Statenvertaling

Job 37:5-19 Statenvertaling (SV1750)

5. God dondert met Zijn stem zeer wonderlijk; Hij doet grote dingen, en wij begrijpen ze niet.

6. Want Hij zegt tot de sneeuw: Wees op de aarde; en tot den plasregen des regens; dan is er de plasregen Zijner sterke regenen.

7. Dan zegelt Hij de hand van ieder mens toe, opdat Hij kenne al de lieden Zijns werks.

8. En het gedierte gaat in de loerplaatsen, en blijft in zijn holen.

9. Uit de binnenkamer komt de wervelwind, en van de verstrooiende winden de koude.

10. Door zijn geblaas geeft God de vorst, zodat de brede wateren verstijfd worden.

11. Ook vermoeit Hij de dikke wolken door klaarheid; Hij verstrooit de wolk Zijns lichts.
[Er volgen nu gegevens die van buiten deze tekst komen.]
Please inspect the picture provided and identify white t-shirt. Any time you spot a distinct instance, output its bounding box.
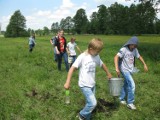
[117,47,140,72]
[67,42,77,56]
[73,52,103,87]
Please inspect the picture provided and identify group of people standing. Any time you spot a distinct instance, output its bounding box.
[29,30,148,120]
[50,30,81,72]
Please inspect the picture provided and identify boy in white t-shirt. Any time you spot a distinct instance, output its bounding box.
[67,37,81,67]
[114,36,148,110]
[64,39,112,120]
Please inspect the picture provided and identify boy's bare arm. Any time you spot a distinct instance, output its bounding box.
[114,55,120,76]
[102,64,112,79]
[64,66,76,89]
[139,56,148,72]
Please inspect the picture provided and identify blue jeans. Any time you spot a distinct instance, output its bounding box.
[80,87,97,120]
[57,52,69,72]
[120,72,135,104]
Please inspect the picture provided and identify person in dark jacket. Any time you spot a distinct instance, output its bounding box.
[55,30,69,72]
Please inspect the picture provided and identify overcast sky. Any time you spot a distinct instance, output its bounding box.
[0,0,159,30]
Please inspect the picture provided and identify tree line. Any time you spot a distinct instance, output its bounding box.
[5,0,160,37]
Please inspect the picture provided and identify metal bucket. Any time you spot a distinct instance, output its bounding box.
[109,78,123,96]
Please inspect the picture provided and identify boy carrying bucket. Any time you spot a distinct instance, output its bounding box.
[114,36,148,110]
[64,39,112,120]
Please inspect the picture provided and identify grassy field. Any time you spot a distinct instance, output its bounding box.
[0,35,160,120]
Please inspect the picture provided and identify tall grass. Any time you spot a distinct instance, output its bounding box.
[0,35,160,120]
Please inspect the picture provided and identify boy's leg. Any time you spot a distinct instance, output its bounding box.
[124,72,135,104]
[80,87,97,120]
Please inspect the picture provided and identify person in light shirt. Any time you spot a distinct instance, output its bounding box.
[64,38,112,120]
[114,36,148,110]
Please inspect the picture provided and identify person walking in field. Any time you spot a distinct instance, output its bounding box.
[50,33,58,62]
[67,37,81,67]
[29,34,36,52]
[114,36,148,110]
[55,30,69,72]
[64,38,112,120]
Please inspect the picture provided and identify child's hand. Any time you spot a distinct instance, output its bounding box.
[64,83,70,89]
[144,64,148,72]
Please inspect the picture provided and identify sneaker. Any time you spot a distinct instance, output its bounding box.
[120,100,127,105]
[127,104,136,110]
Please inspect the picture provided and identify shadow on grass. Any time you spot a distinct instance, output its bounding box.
[93,98,119,116]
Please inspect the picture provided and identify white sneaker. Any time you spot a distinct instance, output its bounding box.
[120,100,127,105]
[127,104,136,110]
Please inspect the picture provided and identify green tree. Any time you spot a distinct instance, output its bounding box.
[73,8,88,34]
[5,10,29,37]
[97,5,108,34]
[51,22,59,33]
[90,12,98,34]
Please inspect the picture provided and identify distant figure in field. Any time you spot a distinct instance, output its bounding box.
[114,36,148,110]
[55,30,69,72]
[50,33,58,62]
[29,34,36,52]
[64,38,112,120]
[67,37,81,67]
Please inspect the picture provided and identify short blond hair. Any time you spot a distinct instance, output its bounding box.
[88,38,104,51]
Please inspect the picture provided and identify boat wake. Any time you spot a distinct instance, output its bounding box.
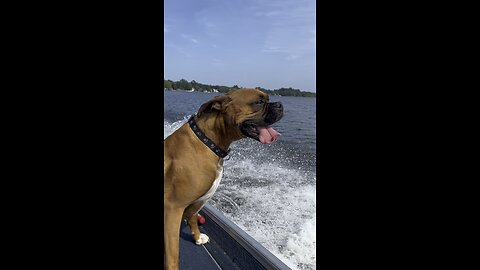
[164,119,316,270]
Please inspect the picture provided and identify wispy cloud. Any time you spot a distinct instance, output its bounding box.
[180,34,199,44]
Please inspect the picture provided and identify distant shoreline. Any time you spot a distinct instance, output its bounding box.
[163,88,316,98]
[163,79,317,97]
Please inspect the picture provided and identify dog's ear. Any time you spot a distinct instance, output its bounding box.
[197,95,232,116]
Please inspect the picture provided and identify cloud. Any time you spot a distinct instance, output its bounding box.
[180,34,199,44]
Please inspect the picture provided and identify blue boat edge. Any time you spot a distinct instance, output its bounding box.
[200,204,291,270]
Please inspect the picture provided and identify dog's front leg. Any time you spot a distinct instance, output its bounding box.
[183,202,209,245]
[163,208,183,270]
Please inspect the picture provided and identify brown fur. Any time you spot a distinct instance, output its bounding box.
[163,89,280,270]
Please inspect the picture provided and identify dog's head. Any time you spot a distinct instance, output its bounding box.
[197,89,283,144]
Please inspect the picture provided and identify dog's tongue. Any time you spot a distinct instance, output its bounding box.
[258,127,280,144]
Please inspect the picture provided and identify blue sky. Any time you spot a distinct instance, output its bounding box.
[164,0,316,92]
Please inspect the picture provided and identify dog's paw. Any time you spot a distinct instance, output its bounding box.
[195,233,210,245]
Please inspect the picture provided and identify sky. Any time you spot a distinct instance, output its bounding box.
[163,0,316,92]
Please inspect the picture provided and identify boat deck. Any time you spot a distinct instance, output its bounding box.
[175,205,290,270]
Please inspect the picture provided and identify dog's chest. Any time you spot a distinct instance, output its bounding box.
[197,160,223,203]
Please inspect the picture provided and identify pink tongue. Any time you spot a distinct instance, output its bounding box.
[258,127,280,144]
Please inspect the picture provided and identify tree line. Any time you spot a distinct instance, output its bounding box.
[163,79,317,97]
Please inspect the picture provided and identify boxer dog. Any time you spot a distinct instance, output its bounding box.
[163,89,283,270]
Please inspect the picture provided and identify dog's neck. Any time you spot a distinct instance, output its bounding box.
[194,113,239,154]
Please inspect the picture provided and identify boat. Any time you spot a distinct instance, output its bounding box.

12. Die keert zich dan naar Zijn wijzen raad door ommegangen, dat zij doen al wat Hij ze gebiedt, op het vlakke der wereld, op de aarde.

13. Hetzij dat Hij die tot een roede, of tot Zijn land, of tot weldadigheid beschikt.

14. Neem dit, o Job, ter ore; sta, en aanmerk de wonderen Gods.

15. Weet gij, wanneer God over dezelve orde stelt, en het licht Zijner wolk laat schijnen?

16. Hebt gij wetenschap van de opwegingen der dikke wolken; de wonderheden Desgenen, Die volmaakt is in wetenschappen?

17. Hoe uw klederen warm worden, als Hij de aarde stil maakt uit het zuiden?

18. Hebt gij met Hem de hemelen uitgespannen, die vast zijn, als een gegoten spiegel?

19. Onderricht ons, wat wij Hem zeggen zullen; want wij zullen niets ordentelijk voorstellen kunnen vanwege de duisternis.